Another example had occurred on the CMI project. We had found that the computer program in use in the US Navy's P3Cs had thousands of binary patches in it. It was necessary for these patches to be worked back into the source code before we could modify the program to run on the Australian P3Cs. The Americans said that it would take an immense effort to do this and that they didn't have the resources. Four Australian software engineers spent three months doing the job, we had our clean code, and the USN had an "immense" task done for them at no cost to them by some smart Australians.
Macquarie University was just up the road from the factory and many of my colleague did the MBA course there. Only one of the twenty or so MBA students I knew ever showed any potential as a manager either before or after the course. Nevertheless, I eventually decided to enrol to arm myself to get the better of the relatively pedestrian people I was working for. I was invited to sit for a Graduate Management Assessment Test (GMAT) run by Stamford University. I spent the whole of one Saturday at the AGSM in the University of NSW. When the results came back I found that I was ranked in the top 1% of the year's candidates worldwide in the mathematical stuff and in he top 2 or 3% in the word stuff. When the time came for places to be offered, I was turned down. I rang to enquire why and they asked why I thought I should have been offered a place. I said I would be very surprised if they had filled the course with candidates who had done better than me in the GMAT and they asked me what ranking I had received. When I told them, they expressed surprise and said they'd get back to me. When they finally did get back to me, they offered me a place in the next years course. There was a distinct possibility that the Government of the day was going to introduce fees for all higher degrees for the next year so I said "Thanks, but no thanks". When I discussed all this with my bosses boss, he said "If you need and MBA to become a manager, you'll probably be no good. If you're going to be any good, you don't need an MBA".
Colin and I decided that we needed to study accounting and economics to equip us to argue with our non-technical bosses. We found that Ku-ring-gai College of Advanced Education offered a part time first degree course in business for mature age students only a few minutes drive from the factory. We enrolled and studied in the first year, accounting, economics, communications, and quantitative methods.

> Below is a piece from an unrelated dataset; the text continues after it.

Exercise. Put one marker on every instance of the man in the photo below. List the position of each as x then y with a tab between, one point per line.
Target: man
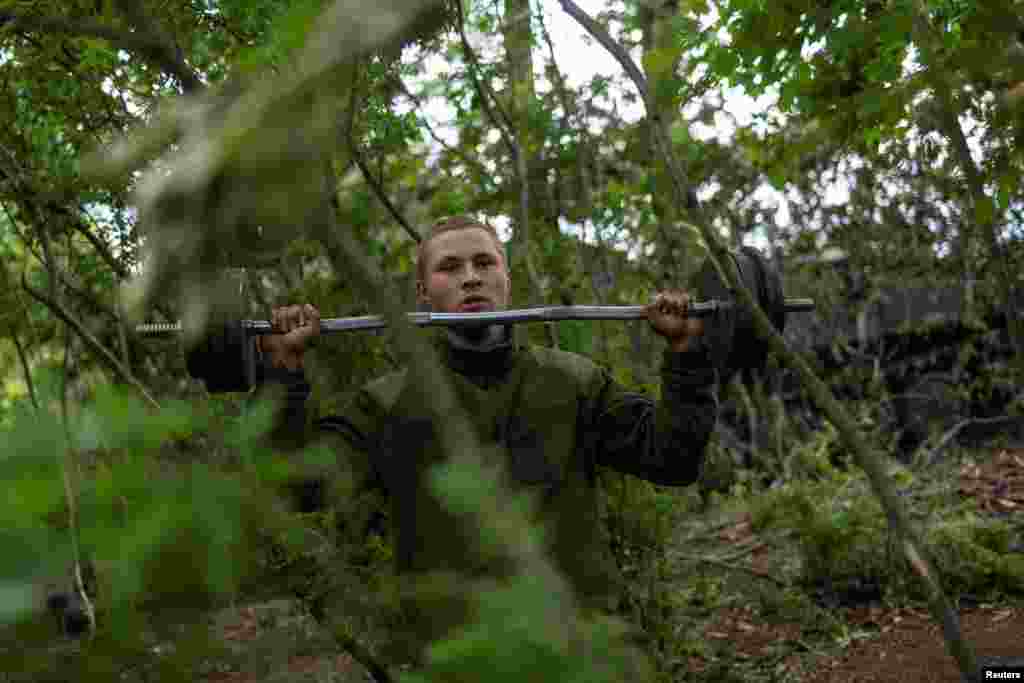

This last subject was elementary mathematics and as neither of us was not granted an exemption as we did not have degrees in mathematics, though Colin as a physicist and I as an engineer had both studied maths to final year standard in our respective degrees. I used to turn up once every few weeks and do all the work that the other students had done in three hours a week in half an hour.
The second year brought on some other subjects including legal studies, sociology, and systems analysis all of which were, to us complete rubbish. The sociology lecturer was so in touch with her students that she would would lock the doors of the lecture theatre at 5.30, the nominal start time of the lecture, and exclude all the students who had not made it in time after travelling from their jobs in the city. We both realised that we had already learned everything that was going to be of use to us and that four and a half more years studying rubbish was not a sensible way to spend our time so we dropped out. I never regretted starting the course because the original objective was achieved and I never regretted dropping out as I didn't need to be qualified to be an accountant.